Sasha Sloan tra le stelline dell'indie: "Il pop nemmeno mi piaceva"
Ha iniziato a scrivere canzoni a 10 anni al piano che sua mamma le aveva regalato quando quando ne aveva 5. Non ha avuto mai altri interessi, al di fuori della musica. E di trovarsi un'occupazione seria, una volta finiti gli studi, non ne voleva sapere: "O svolto con le canzoni o svolto con le canzoni", si ripeteva. La storia di come Aleksandra Arturovna Yatčenko, in arte Sasha Sloan, nata in Siberia nel '95 e cresciuta a Boston, ha firmato il suo primo contratto come autrice è bizzarra. I suoi genitori stavano ridipingendo la facciata di casa e per prendere in giro Sasha, che da ragazzina se ne stava sempre chiusa nella sua stanza ad ascoltare cd, scrivere canzoni e registrarle, scrissero "DORK" ("IMBRANATA") proprio sotto la finestra della sua cameretta. Per non prenderla troppo sul serio, Sasha - che si era già trasferita da qualche mese a Los Angeles in cerca di successo e in quel periodo era tornata a Boston per trascorrere qualche giorno con la famiglia - scattò una foto con il suo cellulare e la postò su Reddit: "La mattina dopo era in cima alle tendenze e su BuzzFeed". Aggiunse il link del suo account SoundCloud, con le demo delle sue canzoni. La contattarono da Warner Chappell Music: "Vorremmo incontrarti".
Le prime hit da autrice
Dopo aver terminato gli studi al Berklee College of Music della sua città, a 19 anni la Yatčenko aveva fatto le valigie ed era partita alla volta di Los Angeles, sperando di farsi largo nella scena musicale locale. In attesa della svolta, per guadagnarsi da vivere aveva trovato un lavoro in un coffee shop. "Ero una nerd e la musica pop nemmeno mi piaceva. Così come l'idea di scrivere per altri", ha ribadito più volte nelle interviste. La prima esperienza importante come autrice è arrivata nel 2015, quando ha firmato "Phoenix" insieme ai Kaskade, che le chiesero di partecipare anche alle registrazioni del brano. Un anno dopo ha co-firmato "Just hold on" di Steve Aoki e l'ex One Direction Louis Tomlinson, che è volata al primo posto della US Dance/Electronic Digital Songs di Billboard negli Stati Uniti e al secondo posto della classifica dei singoli più scaricati nel Regno Unito (in Italia ha conquistato il Disco di platino). Nel 2017 un'altra hit da autrice, "Never be the same" di Camila Cabello - per la quale aveva già scritto "OMG" - tre Dischi di platino solo negli Stati Uniti con oltre 3 milioni di copie. Avrebbe continuato a scrivere per altri, da John Legend ("A good night") a Katy Perry ("Cry about it later"), ma ora Sasha Sloan si sentiva finalmente pronta per metterci la faccia.

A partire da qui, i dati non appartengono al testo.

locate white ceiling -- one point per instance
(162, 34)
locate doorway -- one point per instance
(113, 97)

Il contratto e il successo di "Dancing with your ghost"
Nel 2018 ha siglato un contratto con RCA Records e pubblicato il suo primo Ep, "Sad girl", seguito nello stesso anno da "Loser" (dal quale è stato estratto il singolo "Older", cantato anche al "The Late Show with Stephen Colbert", tra i programmi di punta della tv americana) e da un tour da headliner, diventando da imbranata una delle protagoniste del nuovo cantautorato indie pop al femminile statunitense, insieme a Clairo, King Princess e naturalmente Billie Eilish, poi esplosa a livello mondiale con "When we all fall asleep, where do we go?". "Older" conta oggi più di 140 milioni di ascolti su Spotify e 66,9 milioni di visualizzazioni complessive sull'account YouTube ufficiale della cantautrice. Dall'Ep "Self portrait", uscito l'anno scorso, è stato invece estratto come singolo "Dancing with your ghost": inclusa nella colonna sonora di un episodio della serie di successo "Euphoria", su HBO, il brano ha superato i 100 milioni di ascolti su Spotify e le 70 milioni di views su YouTube. "In quelle canzoni ho raccontato le mie ansie. E il fatto che non mi andava di andare alle feste".
L'album d'esordio
Tra gli artisti con i quali Sasha Sloan ha avuto modo di scrivere c'è anche Dua Lipa: "Ho imparato moltissimo da lei". Con le colleghe si trova bene: "Da qualche anno a questa parte ormai le donne si supportano a vicenda, mentre in passato c'era più competizione. C'è spazio per tutte". Il 16 ottobre è uscito il suo album d'esordio, "Only child", anticipato dai singoli "Lie", "House with no mirrors", "Is it just me?" e "Hypochondriac".